We teach two groups of Iraqi air force cadets here: pilot cadets and GSO (Ground Support Officer) cadets. They cycle through alternatively in an approximate ten-day rotation. “Approximate” because nothing, and I mean nothing, ever goes according to plan here and there are endless changes. You never know what’s going on until it’s either happening, or it’s already happened but, I don’t really mind that part – never been a big planner myself.
The pilot cadets are younger; they’re all between 21 – 23 years of age and most of them are from somewhat to very privileged backgrounds. They have varying degree of wasta (Arabic word meaning clout due to good connections); for instance, I have the air force commander’s nephew in one of my classes and the Prime Minister’s nephew is in another. They all have high school diplomas but most don’t have university degrees. Most are unmarried.
The majority of the GSO cadets, on the other hand, do have university degrees; several of them have already held jobs in their chosen fields (biology professor / computer programmer / engineer / teacher) before resigning that life to join the air force. They are mostly in their late twenties; about half are married with young children and they are much more mature, as might be imagined. They are significantly easier to teach; overall, they are more motivated, more disciplined, more focused and require virtually no classroom management. Some of them are well-connected as well, but not so many.

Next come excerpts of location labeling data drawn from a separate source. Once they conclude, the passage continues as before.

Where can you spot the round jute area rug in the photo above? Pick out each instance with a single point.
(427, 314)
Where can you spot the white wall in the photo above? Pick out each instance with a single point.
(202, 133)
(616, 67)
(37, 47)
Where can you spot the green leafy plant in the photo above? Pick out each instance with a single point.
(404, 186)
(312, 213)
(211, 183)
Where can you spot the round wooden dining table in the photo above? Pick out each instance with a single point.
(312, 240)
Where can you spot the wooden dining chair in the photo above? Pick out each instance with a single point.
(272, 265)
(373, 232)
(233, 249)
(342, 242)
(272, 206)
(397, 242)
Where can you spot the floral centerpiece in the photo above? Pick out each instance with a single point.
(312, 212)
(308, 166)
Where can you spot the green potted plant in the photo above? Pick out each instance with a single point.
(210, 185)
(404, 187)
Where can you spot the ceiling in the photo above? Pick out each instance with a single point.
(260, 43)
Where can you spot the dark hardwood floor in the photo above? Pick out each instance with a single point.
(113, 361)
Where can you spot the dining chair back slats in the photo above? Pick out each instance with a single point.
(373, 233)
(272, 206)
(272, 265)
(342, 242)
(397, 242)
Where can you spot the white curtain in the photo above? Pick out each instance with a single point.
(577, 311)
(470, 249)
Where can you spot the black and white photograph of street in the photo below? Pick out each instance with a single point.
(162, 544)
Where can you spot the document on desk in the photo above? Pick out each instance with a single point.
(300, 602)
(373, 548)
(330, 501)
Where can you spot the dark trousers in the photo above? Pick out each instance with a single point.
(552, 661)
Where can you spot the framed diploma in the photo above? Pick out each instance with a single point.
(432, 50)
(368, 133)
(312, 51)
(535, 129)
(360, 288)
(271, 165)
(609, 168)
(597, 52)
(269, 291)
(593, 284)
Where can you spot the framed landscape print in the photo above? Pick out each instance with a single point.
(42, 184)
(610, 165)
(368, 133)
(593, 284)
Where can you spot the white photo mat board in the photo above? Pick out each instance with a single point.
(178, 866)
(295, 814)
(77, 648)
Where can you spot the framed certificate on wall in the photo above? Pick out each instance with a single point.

Really, though, despite the greater classroom-management challenge in teaching the pilot cadets, I’m equally fond of both groups. It’s like in the Emirates… even the “bad” students tend to be quite sweet and charming and you can’t help but like them. And, really, Arabs in general are just so friendly and hospitable with, very often, a great sense of humour; it’s pretty hard to resist the charm. Not that they are all Arabs here; a fair number of the pilot cadets are Kurds from up north. Several of whom, interestingly, look very Scottish!
The actual teaching material is pretty uninspired – we’re teaching the American Language Course (ALC) from the Defense Language Institute (DLI) from out of Texas. There’s a placement test which they have all taken and their goal is to improve their scores to as high a level as possible so that they can study the aviation courses they need to take. There are 30 some odd books in the series (#1 being ABC… and the highest being advanced) and we basically just teach to the test so that they can improve their score. Really, it completely goes against the grain to teach this way but it’s what has to be done.
I currently have the Bravo class – second to highest group – of GSO cadets (Alpha is the highest and levels descend down to India – military alphabet) and they are very, very good. We are forced to sequentially follow the series of books so I am currently teaching them Book 12 (about a pre-intermediate level) but they are all higher than that. I would estimate that most of them are Upper Intermediate (at least with respect to speaking and listening) and some even higher. They’re bored with the material and so am I so my goal is to try to punch the boring Texan material up as much as I can and to go through it as quickly as I can. This particular ten-day session that they’re here has for some reason allowed us more time with just one book than usual so the guys and I have agreed that when we finish the book, tomorrow or the next day, we’ll do some fun stuff. There’s almost nothing in the way of materials here which is frustrating but I do have the Internet and we can play some games and do some interactive activities on the topics they’re going to present to me tomorrow. I’m as excited as they are!